- Is there a "recommended" way to enumerate all block devices (not partitions) from userside? Since this is ATA RAID, I could of course just read the ideX majors from /proc/devices and try all the minors, but I would prefer to get a list of all detected block devices in a portable way.
sysfs, definitely.
- After I have used the DM (and possible MD for some RAID types) to map the ataraid devices, is there a way to remove the partitions from the underlying disks from the kernel?

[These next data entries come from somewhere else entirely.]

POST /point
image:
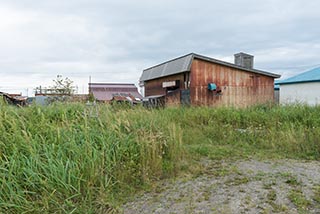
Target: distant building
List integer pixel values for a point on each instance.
(303, 88)
(107, 92)
(196, 80)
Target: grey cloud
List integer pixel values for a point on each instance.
(114, 40)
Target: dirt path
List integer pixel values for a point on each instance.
(284, 186)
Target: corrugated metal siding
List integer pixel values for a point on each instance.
(106, 91)
(154, 87)
(238, 88)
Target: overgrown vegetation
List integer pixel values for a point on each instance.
(61, 158)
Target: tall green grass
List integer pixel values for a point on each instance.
(59, 158)
(63, 158)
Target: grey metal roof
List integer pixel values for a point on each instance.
(183, 64)
(175, 66)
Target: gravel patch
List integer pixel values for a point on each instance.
(251, 186)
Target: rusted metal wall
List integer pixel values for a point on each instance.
(173, 98)
(154, 87)
(238, 88)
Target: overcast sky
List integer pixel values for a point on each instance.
(113, 41)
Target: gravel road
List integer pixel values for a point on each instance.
(250, 186)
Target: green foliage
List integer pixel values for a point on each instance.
(61, 159)
(58, 159)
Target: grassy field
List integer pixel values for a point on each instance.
(74, 158)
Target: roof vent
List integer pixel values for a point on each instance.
(243, 60)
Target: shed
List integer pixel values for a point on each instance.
(303, 88)
(107, 92)
(196, 80)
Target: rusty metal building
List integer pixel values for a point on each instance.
(197, 80)
(107, 92)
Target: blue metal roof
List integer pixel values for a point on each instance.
(308, 76)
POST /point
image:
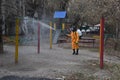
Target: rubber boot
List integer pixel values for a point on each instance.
(77, 51)
(73, 51)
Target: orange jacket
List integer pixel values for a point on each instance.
(74, 40)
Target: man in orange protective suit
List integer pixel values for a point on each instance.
(74, 40)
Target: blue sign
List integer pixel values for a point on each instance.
(60, 14)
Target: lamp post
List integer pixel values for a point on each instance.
(36, 16)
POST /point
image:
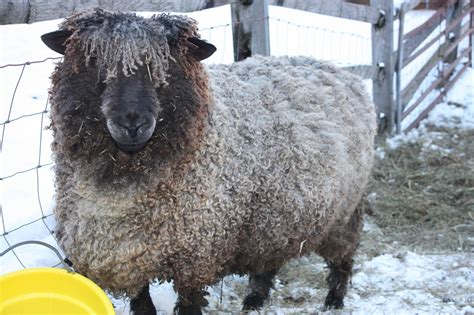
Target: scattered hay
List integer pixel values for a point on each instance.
(422, 192)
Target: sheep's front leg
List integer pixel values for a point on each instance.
(190, 302)
(259, 284)
(142, 303)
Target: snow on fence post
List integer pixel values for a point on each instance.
(383, 64)
(250, 28)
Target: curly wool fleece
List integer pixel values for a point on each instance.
(285, 154)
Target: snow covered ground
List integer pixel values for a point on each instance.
(397, 280)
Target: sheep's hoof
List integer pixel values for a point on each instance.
(187, 310)
(253, 302)
(333, 301)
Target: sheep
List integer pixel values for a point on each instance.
(168, 171)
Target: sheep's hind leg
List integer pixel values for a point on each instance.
(338, 250)
(142, 304)
(190, 302)
(259, 284)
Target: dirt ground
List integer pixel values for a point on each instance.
(422, 194)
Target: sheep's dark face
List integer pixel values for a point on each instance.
(131, 106)
(130, 100)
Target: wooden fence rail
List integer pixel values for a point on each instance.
(446, 57)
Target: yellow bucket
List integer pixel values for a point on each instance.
(51, 291)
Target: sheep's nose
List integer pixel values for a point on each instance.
(132, 122)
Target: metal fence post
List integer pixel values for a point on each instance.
(383, 64)
(250, 28)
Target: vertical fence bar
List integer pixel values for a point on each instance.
(471, 25)
(399, 67)
(383, 64)
(250, 28)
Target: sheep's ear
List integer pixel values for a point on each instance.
(56, 40)
(200, 49)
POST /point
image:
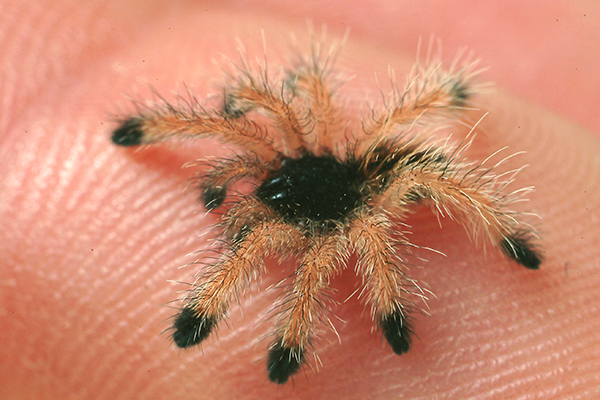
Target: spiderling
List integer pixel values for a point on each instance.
(320, 196)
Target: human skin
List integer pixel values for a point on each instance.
(92, 235)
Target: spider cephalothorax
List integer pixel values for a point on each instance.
(319, 197)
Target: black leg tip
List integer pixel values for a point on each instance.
(191, 329)
(214, 197)
(396, 331)
(129, 133)
(283, 362)
(519, 248)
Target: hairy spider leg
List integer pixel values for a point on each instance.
(384, 281)
(192, 121)
(226, 171)
(248, 93)
(312, 83)
(429, 93)
(304, 306)
(450, 190)
(223, 282)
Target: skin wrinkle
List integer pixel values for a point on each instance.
(546, 324)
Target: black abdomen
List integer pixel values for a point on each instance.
(312, 188)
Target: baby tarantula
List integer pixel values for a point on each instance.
(319, 198)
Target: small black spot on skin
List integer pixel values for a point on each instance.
(312, 188)
(191, 329)
(213, 197)
(461, 94)
(396, 331)
(129, 133)
(231, 108)
(283, 362)
(519, 249)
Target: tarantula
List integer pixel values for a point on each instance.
(320, 196)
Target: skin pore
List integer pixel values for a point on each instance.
(93, 235)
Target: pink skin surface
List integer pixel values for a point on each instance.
(92, 235)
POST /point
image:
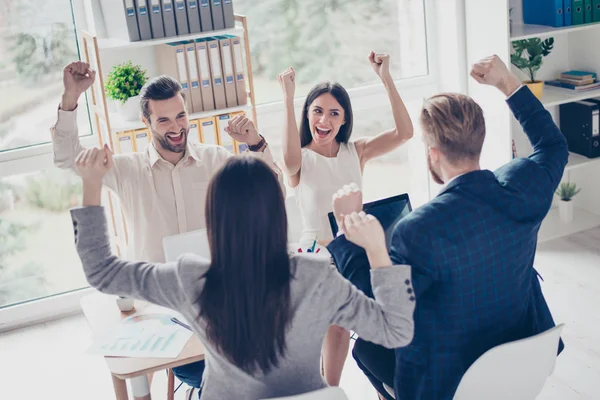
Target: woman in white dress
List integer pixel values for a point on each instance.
(319, 159)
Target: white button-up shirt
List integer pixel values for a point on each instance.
(158, 198)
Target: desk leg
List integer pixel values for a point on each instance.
(120, 387)
(140, 388)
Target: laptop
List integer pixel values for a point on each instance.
(387, 211)
(195, 242)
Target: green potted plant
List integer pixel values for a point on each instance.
(566, 192)
(528, 57)
(123, 85)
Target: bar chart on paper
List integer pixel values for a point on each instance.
(145, 336)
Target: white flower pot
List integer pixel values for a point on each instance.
(130, 111)
(565, 211)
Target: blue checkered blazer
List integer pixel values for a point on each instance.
(472, 250)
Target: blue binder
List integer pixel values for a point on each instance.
(568, 12)
(543, 12)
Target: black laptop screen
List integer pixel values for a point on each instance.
(387, 211)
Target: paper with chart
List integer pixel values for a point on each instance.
(147, 335)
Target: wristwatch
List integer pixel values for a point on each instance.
(259, 145)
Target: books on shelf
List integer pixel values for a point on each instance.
(139, 20)
(578, 75)
(209, 72)
(579, 88)
(576, 80)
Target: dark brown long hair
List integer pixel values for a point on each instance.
(246, 297)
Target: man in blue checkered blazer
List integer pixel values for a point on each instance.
(471, 248)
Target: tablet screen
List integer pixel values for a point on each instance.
(387, 211)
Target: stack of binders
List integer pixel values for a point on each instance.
(154, 19)
(210, 70)
(559, 13)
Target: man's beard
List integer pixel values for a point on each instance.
(166, 145)
(436, 178)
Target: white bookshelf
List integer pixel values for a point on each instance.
(554, 228)
(525, 31)
(574, 48)
(556, 96)
(579, 161)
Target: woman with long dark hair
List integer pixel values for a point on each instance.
(260, 313)
(321, 158)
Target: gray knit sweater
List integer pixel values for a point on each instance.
(320, 297)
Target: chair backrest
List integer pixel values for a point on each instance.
(515, 370)
(330, 393)
(295, 225)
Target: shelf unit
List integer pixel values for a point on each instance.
(524, 31)
(103, 53)
(492, 33)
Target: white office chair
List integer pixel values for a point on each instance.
(330, 393)
(295, 225)
(516, 370)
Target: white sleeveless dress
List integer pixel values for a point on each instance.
(320, 178)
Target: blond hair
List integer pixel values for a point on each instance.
(454, 124)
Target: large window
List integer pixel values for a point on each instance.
(37, 39)
(37, 255)
(331, 40)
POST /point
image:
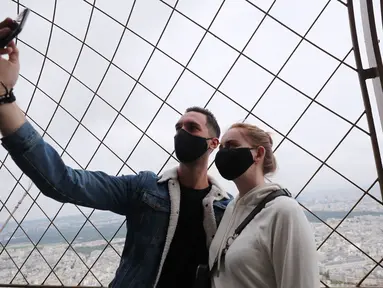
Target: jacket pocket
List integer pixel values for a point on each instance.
(155, 201)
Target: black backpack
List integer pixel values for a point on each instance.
(203, 274)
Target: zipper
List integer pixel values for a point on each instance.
(224, 238)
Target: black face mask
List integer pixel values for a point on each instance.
(232, 163)
(189, 147)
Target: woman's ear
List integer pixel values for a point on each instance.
(259, 154)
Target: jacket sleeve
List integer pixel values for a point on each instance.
(294, 254)
(44, 166)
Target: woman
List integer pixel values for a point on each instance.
(276, 249)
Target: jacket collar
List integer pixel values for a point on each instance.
(172, 174)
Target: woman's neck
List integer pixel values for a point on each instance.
(248, 181)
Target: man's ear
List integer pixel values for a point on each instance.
(214, 143)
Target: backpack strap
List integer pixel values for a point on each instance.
(247, 220)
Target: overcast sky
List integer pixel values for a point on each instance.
(279, 101)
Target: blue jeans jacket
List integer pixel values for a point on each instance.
(149, 202)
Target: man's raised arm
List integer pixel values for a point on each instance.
(43, 165)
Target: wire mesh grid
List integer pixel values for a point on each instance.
(109, 81)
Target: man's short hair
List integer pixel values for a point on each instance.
(211, 122)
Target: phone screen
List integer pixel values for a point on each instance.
(16, 27)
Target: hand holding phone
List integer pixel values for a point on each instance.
(11, 28)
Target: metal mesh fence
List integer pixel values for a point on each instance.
(104, 83)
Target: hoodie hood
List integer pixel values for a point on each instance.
(257, 194)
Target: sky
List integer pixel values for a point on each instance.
(268, 78)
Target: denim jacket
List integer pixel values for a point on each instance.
(149, 202)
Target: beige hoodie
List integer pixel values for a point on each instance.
(275, 250)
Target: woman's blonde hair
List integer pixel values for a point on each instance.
(257, 137)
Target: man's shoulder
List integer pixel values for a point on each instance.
(224, 202)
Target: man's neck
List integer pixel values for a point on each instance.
(193, 176)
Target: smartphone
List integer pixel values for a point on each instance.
(16, 27)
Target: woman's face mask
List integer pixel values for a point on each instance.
(233, 162)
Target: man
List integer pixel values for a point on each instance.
(171, 219)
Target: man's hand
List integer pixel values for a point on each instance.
(9, 68)
(11, 117)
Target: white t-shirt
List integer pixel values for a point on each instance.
(275, 250)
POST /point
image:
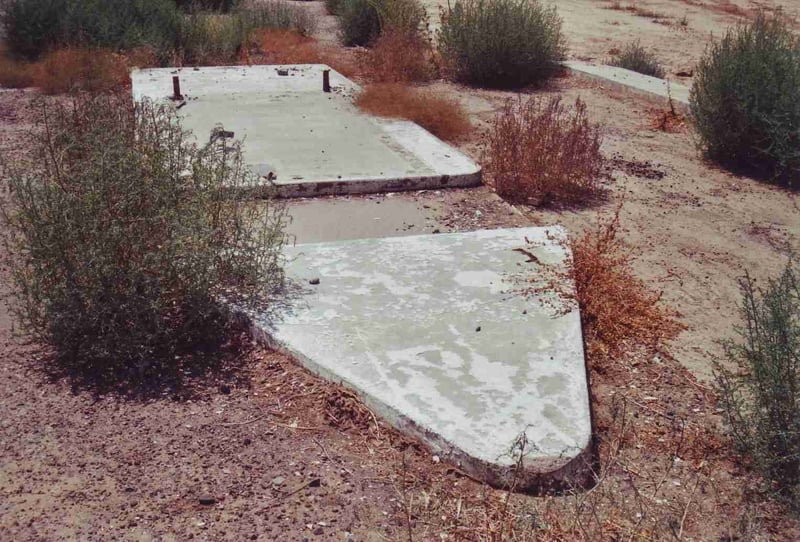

This was my main reason for wanting to do kernel-level autodetection of these arrays, so I could prevent add_disk from being called and analysing the partition table (on these BIOS RAIDs, in striped mode the first disk contains the partition table for the entire array in sector 0, and if the user (or a script) tries to mount the partitions (or even read the extended partition table) it may try to read after the end of the disk and will in any case use wrong sector numbers - leading to possible disk corruption.
You have control of what happens to the devices. If you don't want them probed for partitions, they won't be..
On top of this it would be useful to make the underlying devices inaccessible after the mapped device is created (to prevent people from doing things like fdisk /dev/hda, when what they really wanted was something like fdisk /dev/ataraid/disc).
This would be something to talk with the md maintainer about, I think. I'm not sure we want to do this, since the user may have a valid reason to access the underlying disk.